The study described an integrated three-phase approach for the identification of FASD and also psychiatric comorbidity for children and youth in care, comprising of; completion of a standardized neurobehavioral screening tool by a child protection worker (CPW), pediatrician assessment inclusive of facial measurements, and integration of findings in a psychiatric assessment. The study recognized that there were several challenges in existence during the diagnosis of FASD and the identification of co-morbid psychiatric illness, and particularly for children and youth under child welfare services.
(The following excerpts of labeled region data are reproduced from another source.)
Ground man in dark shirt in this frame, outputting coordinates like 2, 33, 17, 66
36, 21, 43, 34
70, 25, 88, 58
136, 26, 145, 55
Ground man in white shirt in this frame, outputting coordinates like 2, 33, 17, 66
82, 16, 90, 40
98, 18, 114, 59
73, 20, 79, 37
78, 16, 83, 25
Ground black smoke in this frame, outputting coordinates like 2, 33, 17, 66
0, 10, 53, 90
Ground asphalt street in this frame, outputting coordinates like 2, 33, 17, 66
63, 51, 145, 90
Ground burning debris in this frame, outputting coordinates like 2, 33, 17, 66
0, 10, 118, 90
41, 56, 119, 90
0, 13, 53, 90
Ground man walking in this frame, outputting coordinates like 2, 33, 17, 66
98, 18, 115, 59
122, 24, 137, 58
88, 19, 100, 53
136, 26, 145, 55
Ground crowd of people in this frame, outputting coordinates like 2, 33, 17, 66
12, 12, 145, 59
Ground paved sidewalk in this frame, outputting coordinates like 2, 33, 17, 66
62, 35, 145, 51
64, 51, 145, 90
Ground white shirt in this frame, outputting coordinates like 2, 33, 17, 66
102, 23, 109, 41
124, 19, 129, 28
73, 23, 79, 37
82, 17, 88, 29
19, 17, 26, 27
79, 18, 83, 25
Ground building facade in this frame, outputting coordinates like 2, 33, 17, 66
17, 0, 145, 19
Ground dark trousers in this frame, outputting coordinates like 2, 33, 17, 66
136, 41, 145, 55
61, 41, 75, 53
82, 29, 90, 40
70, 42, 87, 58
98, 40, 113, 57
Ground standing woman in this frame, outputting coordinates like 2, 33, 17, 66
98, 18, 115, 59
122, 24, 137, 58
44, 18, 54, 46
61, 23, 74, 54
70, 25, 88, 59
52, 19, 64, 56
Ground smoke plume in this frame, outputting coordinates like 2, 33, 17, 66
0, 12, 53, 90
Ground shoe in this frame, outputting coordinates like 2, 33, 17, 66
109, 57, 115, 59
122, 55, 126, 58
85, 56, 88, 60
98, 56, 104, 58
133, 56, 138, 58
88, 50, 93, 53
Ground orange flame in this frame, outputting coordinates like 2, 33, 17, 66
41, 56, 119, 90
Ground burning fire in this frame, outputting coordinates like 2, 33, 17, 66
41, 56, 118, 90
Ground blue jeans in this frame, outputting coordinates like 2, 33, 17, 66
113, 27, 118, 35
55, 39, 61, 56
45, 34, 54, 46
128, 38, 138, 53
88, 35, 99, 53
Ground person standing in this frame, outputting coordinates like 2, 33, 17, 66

Most of the participants whom the CPW and pediatrician suspected of having FASD through the use of the screening tool were determined to fulfil the criteria. For all the cases were there was a history of prenatal exposure, a diagnosis was done and it was revealed that most of the youth had FASD sentinel facial features. The study supported the utility of an integrated community approach in the diagnosis and treatment of comorbid psychiatric disorders in FASD through the employment of existing child protection and physician services within community settings. On the basis of these findings, the study encouraged the screening of youths with access to formal systems of care, by their CPW and their additional provision with appropriate psychiatric and pediatric assessment for purposes of clarifying the diagnosis, while at the same time identifying comorbid psychiatric illness to enable the targeting of appropriate interventions.
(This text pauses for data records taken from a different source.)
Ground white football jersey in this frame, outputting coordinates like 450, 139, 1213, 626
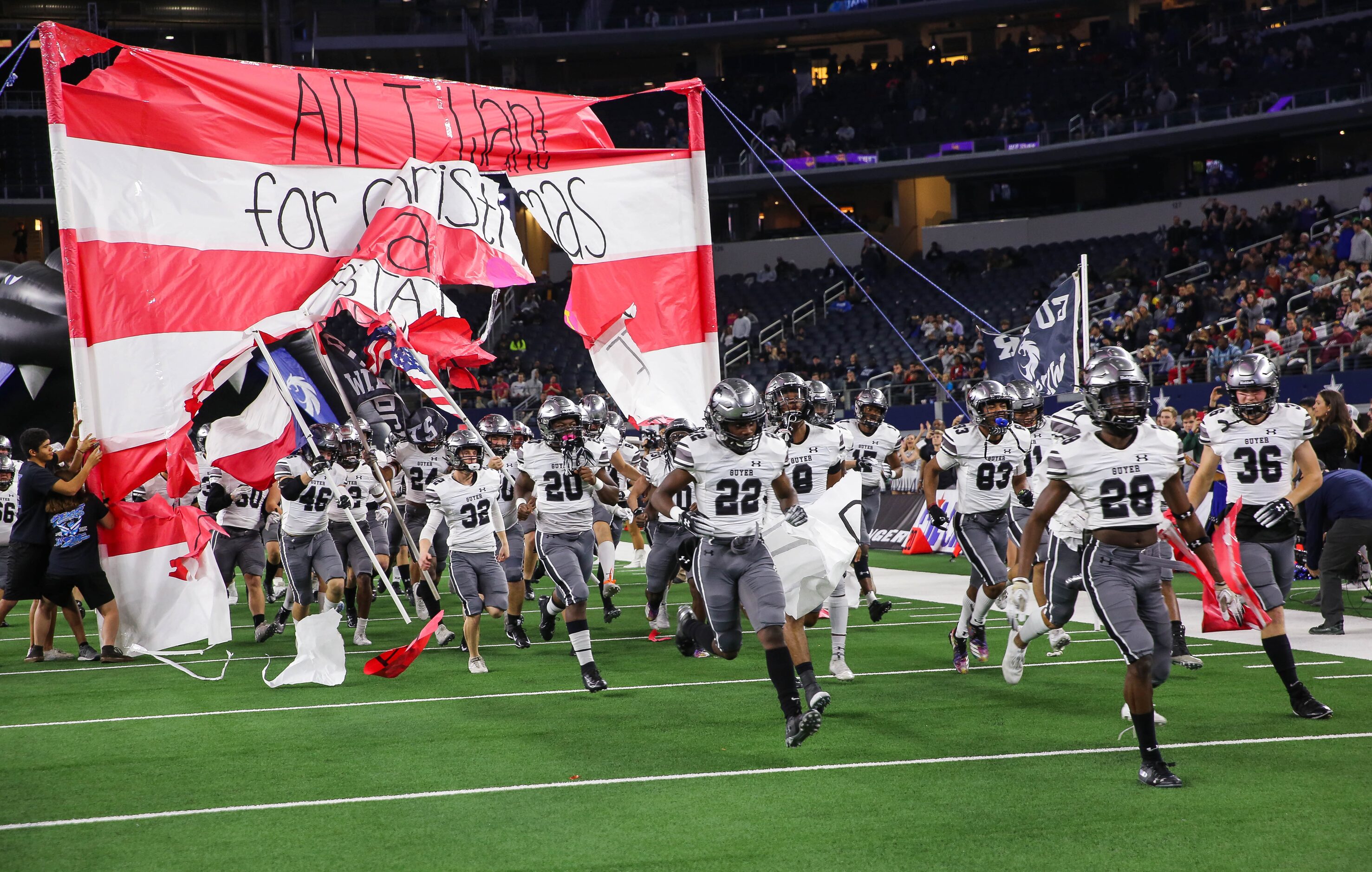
934, 423, 1033, 513
424, 469, 503, 554
672, 430, 786, 536
487, 451, 519, 529
836, 418, 900, 489
519, 440, 609, 534
1201, 403, 1314, 509
276, 454, 333, 536
0, 475, 19, 546
785, 423, 849, 506
204, 466, 266, 529
395, 442, 449, 506
329, 463, 385, 524
1044, 425, 1181, 529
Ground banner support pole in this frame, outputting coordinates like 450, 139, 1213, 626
253, 331, 413, 624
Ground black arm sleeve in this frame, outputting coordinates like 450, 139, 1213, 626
204, 481, 233, 514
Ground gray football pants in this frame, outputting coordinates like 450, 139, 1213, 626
952, 509, 1010, 584
693, 536, 786, 654
1081, 538, 1172, 687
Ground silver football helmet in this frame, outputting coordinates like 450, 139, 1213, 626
1224, 354, 1281, 422
967, 378, 1013, 436
705, 378, 767, 454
The study utilized a rather small sample size which limited statistical comparison between the group of children who had been diagnosed with FASD and those who were not diagnosed. While there is the possibility of age being related to type or number of comorbidities, the small sample size restricted the making of definitive conclusions.

Despite its illustration of potentially good methodological quality, this study will not be used for the poster given that it does not entirely meet the inclusion criteria given that it is more than 5 years old, having been published in 2014.